RE: Help me with my new website!
December 13, 2018 at 8:37 pm
(This post was last modified: December 13, 2018 at 8:48 pm by bennyboy.)
(December 13, 2018 at 12:19 pm)FlatAssembler Wrote: So, how do you approach learning a new part of programming (like web-development)? Are you suggesting I should strive to learn everything I can about some programming language before making any piece of software in it? That doesn't appear to work well either.
I'm currently learning ASP.NET MVC and Razor Pages. I started about 2 weeks ago, and I should be completed a total re-make of my homepage within a couple weeks. That's because I get the point of things quickly, and see how to apply them to my goals. The only people who will give me input once the new site goes live are my customers-- and THEY will be more merciless than I've been with you, 100% guaranteed. But because I've programmed the site properly, I will be able to make changes to my (very large) site relatively easily.
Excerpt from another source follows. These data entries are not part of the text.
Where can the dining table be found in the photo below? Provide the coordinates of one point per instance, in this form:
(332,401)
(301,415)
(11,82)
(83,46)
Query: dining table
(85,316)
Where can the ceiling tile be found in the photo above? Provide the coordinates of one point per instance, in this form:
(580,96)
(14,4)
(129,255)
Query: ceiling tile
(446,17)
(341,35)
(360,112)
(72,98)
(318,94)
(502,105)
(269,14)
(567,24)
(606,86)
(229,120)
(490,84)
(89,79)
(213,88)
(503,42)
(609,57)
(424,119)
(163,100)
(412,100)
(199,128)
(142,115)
The problem right now is that you're still working on the basics of programming, and you have tunnel vision. In order to get the inspiration and imagination that you'll need, I'd do the following:
1) look at a LOT of sites, and figure out what makes the good ones good
2) Do more tutorials. There are courses on Youtube for every possible environment and language. Walk through a couple of ASP.NET tutorials. Try a .php tutorial. Look at some client-side stuff: node.js / django / Angular
Don't commit your full efforts into doing things badly. In the time you spent stumbling around on your original site, you could have gone through about 20 video series and ended up with a fair working understanding of many of the popular technologies that are current, right now in the 21st century.
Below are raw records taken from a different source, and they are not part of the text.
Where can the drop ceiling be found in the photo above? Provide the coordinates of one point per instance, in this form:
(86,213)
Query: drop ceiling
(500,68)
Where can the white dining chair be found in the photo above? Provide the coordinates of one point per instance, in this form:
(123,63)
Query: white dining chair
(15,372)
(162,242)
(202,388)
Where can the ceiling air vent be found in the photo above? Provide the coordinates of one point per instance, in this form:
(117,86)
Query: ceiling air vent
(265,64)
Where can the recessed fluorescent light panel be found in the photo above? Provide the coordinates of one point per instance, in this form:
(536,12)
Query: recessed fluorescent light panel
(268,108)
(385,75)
I recommend doing tutorials, and then adapting them to your own ideas. Any web tutorial will show you how to set up good navigation, how to use a database, how to format the appearance of the site, and so on. What they WON'T teach you is how to work with Croatian phonemes or how to make assembly code-- once you have a highly-functional, great-looking site, then you can add those contributions and hopefully get interest for them.